Taipei-The amount of investments in fixed assets made by Taiwan's manufacturing sector for the second quarter of this year jumped almost 40 percent from a year earlier partly because Taiwanese semiconductor manufacturers were gearing up to invest in high-end processes, according to the Ministry of Economic Affairs (MOEA).
The MOEA said the increase in fixed investments, which refer to funds poured into plants, machinery, equipment and other durable capital goods but excluding the purchases of land, also came after many local manufacturers with operations overseas, in particular in China, allocated more resources back to Taiwan to avoid the impact from trade frictions between the United States and China.
Data compiled by the MOEA showed the local manufacturing sector's fixed investments for the second quarter stood at NT$339.7 billion (US$10.89 billion), up 38.2 percent from a year earlier, the highest growth since the fourth quarter of 2010.
The second quarter figure also rose 4.7 percent from the first quarter, the data indicated.
In the first half of the year, the sector's fixed investments rose 33.6 percent from a year earlier to NT$664.2 billion, the MOEA said.
It added that investments in machinery and miscellaneous items hit NT$279.1 billion in the April-June period, up 43.6 percent from a year earlier and also up 2.4 percent from a quarter earlier.
The spending even accounted for more than 80 percent of the manufacturing sector's total fixed investments in the second quarter, the MOEA added.
It said Taiwanese semiconductor producers had scrambled to buy production equipment and build factories to upgrade their technology and expand production capacity in high-end processes for a larger share of the global market.
The local electronics components industry, including semiconductor providers, was the largest spender in the second quarter, investing NT$211.9 billion in fixed investments, up 53.9 percent from a year earlier and making up more than 60 percent of the manufacturing sector's total.
Meanwhile, fixed investments made by the local chemical, metal and computers/optoelectronics makers for the second quarter rose 11.4 percent, 79.2 percent, and 7.2 percent, respectively, from a year earlier to NT$20.1 billion, NT$13.5 percent and NT$12.2 billion, the data showed.
The high growth enjoyed by the metal industry partly reflected an increase in investments by offshore wind power developers, the MOEA said.
Bucking the upturn, local machinery makers saw their fixed investments for the second quarter falling 5.8 percent from a year earlier to NT$9.7 billion in the wake of a high comparison base over the same period of last year, the MOEA added.
Despite the increase in fixed investment in the manufacturing sector overall, the MOEA said revenue generated by the sector for the second quarter fell 2.0 percent from a year earlier to NT$6.66 trillion.
It said the fall came after the on-going trade disputes between Washington and Beijing dragged down global demand.
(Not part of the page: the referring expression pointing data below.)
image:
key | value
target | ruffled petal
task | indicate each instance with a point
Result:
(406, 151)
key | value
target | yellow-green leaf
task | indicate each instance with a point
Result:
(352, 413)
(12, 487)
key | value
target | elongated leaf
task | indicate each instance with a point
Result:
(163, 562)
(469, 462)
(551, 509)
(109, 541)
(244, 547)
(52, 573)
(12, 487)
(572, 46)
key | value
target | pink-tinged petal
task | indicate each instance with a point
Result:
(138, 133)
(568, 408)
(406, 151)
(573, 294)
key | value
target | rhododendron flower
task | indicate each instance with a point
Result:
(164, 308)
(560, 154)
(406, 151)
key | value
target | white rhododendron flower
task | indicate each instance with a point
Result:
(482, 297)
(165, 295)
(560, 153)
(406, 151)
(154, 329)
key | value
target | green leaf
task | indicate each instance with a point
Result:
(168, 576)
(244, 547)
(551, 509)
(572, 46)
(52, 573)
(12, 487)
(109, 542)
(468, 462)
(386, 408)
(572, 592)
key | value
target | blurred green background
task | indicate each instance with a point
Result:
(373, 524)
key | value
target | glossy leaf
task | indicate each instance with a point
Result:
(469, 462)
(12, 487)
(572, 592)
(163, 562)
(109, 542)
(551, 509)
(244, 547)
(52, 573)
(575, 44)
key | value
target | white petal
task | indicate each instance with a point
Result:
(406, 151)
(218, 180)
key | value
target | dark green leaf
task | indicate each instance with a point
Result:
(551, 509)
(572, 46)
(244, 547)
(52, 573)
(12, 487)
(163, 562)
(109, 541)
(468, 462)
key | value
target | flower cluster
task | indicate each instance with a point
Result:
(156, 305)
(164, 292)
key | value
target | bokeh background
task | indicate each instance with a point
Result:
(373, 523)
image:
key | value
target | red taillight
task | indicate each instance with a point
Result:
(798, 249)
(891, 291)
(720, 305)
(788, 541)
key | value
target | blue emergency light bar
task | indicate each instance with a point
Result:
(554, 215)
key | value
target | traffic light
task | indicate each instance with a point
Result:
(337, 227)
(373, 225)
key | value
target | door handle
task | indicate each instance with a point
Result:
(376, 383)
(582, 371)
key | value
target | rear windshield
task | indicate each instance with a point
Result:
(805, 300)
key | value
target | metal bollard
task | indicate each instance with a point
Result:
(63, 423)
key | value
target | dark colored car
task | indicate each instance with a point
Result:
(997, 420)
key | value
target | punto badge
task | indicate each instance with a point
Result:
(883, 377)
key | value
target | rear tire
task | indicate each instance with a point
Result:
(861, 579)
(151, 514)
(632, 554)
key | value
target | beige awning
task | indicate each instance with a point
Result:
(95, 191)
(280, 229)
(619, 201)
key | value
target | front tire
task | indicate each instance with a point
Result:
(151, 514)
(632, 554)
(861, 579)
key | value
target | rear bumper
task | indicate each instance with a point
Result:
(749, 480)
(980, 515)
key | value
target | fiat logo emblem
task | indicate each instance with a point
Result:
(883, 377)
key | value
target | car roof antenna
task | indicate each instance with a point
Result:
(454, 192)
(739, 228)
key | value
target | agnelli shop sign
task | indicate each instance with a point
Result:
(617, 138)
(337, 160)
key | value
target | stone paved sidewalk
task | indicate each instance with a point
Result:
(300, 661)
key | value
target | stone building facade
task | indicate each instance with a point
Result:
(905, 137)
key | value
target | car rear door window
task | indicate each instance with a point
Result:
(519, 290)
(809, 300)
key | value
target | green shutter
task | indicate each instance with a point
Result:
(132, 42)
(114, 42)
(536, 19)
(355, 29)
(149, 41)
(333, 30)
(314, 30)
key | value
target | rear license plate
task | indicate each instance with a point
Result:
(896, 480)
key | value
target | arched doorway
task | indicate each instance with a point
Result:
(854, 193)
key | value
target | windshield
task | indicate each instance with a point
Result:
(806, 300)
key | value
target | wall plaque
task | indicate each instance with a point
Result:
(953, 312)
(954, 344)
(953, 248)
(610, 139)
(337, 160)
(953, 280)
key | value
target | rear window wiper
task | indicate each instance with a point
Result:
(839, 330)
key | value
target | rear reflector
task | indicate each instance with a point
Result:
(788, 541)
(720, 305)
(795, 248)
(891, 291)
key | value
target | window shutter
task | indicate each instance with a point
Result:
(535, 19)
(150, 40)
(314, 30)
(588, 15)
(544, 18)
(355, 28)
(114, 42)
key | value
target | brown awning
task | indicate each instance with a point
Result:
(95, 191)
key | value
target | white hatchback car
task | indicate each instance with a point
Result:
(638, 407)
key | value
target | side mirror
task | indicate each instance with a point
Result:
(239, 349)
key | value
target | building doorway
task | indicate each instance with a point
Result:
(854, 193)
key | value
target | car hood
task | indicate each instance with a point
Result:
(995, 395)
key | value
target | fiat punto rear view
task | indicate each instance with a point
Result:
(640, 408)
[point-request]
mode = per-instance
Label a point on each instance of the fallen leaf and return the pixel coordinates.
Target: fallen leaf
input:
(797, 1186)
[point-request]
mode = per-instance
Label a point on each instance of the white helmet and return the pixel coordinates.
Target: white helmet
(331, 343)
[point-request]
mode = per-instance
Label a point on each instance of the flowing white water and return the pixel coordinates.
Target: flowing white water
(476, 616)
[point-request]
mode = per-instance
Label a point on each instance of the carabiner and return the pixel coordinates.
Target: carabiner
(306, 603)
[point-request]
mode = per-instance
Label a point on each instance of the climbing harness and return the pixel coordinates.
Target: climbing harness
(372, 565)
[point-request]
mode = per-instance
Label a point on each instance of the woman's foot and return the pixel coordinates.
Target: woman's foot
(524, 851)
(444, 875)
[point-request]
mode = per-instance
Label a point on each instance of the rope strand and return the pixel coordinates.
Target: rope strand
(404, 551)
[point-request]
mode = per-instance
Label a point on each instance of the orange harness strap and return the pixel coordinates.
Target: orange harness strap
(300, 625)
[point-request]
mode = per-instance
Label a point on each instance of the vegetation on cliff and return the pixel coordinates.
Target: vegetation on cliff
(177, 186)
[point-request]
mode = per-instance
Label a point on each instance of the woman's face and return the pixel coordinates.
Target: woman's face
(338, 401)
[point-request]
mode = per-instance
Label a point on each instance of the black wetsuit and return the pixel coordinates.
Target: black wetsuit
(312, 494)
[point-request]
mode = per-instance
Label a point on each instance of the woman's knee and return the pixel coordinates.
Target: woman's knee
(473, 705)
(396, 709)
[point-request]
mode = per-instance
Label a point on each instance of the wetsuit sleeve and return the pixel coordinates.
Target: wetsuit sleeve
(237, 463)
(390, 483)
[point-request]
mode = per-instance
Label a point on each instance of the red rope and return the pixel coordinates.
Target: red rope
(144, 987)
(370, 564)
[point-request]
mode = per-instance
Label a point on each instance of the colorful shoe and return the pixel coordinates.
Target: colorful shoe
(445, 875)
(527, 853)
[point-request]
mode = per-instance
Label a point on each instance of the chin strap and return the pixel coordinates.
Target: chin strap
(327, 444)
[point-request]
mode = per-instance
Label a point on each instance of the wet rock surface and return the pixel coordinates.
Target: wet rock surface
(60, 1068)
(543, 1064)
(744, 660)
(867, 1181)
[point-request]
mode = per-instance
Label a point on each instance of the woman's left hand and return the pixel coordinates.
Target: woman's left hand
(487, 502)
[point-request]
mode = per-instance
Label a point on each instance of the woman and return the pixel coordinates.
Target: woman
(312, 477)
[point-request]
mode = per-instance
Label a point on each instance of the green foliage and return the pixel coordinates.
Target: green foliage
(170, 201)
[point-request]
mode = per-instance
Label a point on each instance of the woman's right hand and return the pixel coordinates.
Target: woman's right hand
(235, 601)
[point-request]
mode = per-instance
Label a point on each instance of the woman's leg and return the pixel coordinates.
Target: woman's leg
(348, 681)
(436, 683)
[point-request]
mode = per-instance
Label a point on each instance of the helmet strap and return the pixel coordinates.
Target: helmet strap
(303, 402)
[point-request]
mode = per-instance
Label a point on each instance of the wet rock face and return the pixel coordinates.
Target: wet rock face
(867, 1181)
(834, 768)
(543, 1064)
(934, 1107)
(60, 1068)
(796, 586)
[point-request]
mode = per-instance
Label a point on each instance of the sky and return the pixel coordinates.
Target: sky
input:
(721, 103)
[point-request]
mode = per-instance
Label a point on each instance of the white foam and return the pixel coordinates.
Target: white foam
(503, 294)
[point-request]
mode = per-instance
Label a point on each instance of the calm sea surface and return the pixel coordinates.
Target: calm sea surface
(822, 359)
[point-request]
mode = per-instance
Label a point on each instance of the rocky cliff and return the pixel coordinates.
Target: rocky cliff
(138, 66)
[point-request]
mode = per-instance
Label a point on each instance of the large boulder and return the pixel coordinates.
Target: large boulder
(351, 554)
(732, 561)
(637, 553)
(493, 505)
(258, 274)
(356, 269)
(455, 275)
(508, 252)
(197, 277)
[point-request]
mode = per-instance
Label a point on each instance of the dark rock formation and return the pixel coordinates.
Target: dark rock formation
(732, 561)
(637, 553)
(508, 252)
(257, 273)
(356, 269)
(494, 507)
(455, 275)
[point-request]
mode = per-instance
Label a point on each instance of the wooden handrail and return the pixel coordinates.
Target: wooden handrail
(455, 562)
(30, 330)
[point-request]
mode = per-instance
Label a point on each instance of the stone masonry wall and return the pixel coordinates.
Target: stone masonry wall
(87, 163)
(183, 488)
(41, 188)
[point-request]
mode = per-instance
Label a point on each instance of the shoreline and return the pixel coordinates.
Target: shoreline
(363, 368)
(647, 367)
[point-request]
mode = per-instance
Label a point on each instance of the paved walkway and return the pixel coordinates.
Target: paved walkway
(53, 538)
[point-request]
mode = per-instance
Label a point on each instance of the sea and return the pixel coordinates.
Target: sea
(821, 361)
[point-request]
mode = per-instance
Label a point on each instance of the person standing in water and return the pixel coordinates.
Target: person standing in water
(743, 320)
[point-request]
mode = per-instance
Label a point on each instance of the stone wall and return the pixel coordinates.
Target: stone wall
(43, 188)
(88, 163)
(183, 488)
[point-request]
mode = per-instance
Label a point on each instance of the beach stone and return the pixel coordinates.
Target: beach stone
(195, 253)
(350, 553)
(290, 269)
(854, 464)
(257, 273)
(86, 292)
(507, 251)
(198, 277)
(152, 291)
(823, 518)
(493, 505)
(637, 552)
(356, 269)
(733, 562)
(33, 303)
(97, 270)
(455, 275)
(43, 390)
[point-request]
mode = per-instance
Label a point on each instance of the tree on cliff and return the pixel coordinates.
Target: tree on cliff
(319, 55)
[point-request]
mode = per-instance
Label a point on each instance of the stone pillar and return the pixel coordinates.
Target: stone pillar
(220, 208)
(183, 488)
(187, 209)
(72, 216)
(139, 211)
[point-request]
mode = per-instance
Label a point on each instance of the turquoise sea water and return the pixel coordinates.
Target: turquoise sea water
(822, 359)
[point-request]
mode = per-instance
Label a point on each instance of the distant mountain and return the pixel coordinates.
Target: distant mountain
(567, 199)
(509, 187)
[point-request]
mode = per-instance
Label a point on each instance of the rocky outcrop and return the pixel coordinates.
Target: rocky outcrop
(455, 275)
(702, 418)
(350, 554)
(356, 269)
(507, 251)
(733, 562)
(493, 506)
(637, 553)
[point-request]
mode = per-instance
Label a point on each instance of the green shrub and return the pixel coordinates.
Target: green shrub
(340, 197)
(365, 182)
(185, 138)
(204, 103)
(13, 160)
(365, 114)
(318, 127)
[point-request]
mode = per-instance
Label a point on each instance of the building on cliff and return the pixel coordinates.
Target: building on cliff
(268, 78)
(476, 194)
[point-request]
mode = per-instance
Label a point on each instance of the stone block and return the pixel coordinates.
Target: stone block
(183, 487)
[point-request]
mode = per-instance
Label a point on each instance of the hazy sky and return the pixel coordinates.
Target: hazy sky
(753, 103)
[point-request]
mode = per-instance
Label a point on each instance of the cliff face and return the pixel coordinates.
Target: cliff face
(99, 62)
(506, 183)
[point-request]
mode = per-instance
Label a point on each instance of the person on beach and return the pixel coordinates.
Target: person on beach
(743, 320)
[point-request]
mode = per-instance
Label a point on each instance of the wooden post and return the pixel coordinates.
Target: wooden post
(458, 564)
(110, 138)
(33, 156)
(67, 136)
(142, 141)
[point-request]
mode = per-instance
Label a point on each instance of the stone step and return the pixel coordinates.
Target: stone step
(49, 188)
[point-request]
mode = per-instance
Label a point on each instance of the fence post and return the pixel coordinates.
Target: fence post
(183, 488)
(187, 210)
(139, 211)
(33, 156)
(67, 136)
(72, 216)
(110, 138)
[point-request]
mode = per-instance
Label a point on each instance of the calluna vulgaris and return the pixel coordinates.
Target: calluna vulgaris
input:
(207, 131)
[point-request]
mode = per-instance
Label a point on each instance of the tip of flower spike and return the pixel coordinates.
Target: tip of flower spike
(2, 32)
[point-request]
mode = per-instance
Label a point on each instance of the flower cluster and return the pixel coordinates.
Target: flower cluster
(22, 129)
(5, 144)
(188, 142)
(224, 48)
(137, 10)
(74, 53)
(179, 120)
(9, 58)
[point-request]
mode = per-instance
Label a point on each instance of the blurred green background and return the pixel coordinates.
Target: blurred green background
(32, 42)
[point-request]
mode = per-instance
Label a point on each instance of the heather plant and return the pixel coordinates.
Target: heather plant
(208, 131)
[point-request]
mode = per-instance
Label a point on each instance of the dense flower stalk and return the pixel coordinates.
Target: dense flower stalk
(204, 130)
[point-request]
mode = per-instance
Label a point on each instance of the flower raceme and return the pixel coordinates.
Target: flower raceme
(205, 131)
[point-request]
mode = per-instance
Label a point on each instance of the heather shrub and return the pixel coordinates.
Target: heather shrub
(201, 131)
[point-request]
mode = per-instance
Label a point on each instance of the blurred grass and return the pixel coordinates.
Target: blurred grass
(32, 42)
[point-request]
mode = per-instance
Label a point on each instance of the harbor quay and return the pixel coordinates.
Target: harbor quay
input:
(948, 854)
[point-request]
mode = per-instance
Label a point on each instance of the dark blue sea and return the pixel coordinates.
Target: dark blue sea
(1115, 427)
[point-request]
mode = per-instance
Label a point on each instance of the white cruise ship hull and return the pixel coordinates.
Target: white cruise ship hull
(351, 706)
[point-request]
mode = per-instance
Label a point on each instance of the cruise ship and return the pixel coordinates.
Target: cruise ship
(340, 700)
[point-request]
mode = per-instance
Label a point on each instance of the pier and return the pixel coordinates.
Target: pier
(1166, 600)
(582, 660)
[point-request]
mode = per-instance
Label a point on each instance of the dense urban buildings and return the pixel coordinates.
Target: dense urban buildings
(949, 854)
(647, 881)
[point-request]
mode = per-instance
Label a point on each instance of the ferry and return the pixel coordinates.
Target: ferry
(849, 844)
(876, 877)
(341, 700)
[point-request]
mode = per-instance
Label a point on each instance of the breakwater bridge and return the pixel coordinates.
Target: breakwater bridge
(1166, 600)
A weakening pricing power suffered by memory chipmakers and flat panel suppliers also sent sales lower as a result of a global supply glut.
Looking forward, the MOEA said that due to the continued efforts in new technology development and the improved willingness of Taiwanese firms to invest at home amid the global trade war, fixed investments by the manufacturing sector are expected to continue to grow.
In addition, sales posted by the sector for the second half of this year could pick up as the global electronics industry has entered a peak season for the year, the MOEA said.